We took our initial democratic impulse and put it where it made sense: on the Web, where we solicited suggestions from readers. And while we got the usual narcissists and weirdos, there were also a lot of well-intentioned folks out there who wanted us to consider their personal favorite beauties.
For the last part of the journey, we went out and searched—led, of course, by people who look at people for a living. We cased the restaurants with art producer Yvonne Force Villareal. We trolled Williamsburg and Coney Island, accompanied by the discerning eyes of Butterfly Boualaphanh and Christiana Tran, model agents from DNA Model Management.

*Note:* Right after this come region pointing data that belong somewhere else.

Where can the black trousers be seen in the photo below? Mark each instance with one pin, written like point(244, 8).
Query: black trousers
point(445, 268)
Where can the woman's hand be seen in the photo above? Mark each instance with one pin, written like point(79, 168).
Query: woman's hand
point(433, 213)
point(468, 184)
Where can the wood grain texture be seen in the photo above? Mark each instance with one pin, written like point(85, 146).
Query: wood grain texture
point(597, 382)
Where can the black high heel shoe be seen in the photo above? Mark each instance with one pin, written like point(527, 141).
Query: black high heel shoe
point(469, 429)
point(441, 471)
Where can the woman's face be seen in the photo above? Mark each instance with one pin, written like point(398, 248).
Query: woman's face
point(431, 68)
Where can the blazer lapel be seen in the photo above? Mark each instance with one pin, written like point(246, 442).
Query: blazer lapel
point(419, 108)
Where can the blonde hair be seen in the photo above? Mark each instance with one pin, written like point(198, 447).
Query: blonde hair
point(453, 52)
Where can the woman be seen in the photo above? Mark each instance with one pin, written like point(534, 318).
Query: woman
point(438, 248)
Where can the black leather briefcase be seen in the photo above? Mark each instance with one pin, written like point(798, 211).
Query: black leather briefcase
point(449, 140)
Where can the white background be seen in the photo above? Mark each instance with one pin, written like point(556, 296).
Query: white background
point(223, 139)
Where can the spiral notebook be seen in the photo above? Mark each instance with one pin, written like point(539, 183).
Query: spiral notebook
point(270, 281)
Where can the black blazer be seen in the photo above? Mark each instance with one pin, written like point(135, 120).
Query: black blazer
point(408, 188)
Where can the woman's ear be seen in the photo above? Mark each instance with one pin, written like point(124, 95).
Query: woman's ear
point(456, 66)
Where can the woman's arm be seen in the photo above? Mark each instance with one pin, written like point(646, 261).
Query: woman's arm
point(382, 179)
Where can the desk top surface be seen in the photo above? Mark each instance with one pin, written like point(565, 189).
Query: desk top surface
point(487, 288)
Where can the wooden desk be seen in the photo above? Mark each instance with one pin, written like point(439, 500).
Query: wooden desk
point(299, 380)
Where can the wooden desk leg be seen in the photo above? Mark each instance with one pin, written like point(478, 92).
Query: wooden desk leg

We cut a swath through a charity benefit and a pack of noisy, happy-hour Wall Streeters with Broadway casting agent extraordinaire Bernie Telsey, who charmed even the most reluctant cocktail drinker into putting down her gin and giving us a profile shot. We came back with dozens of photos—all New Yorkers, all beautiful. Which brought us back to the beginning of this project. What is New York beauty in 2005? Impossible to say. But a lot of fun to look for.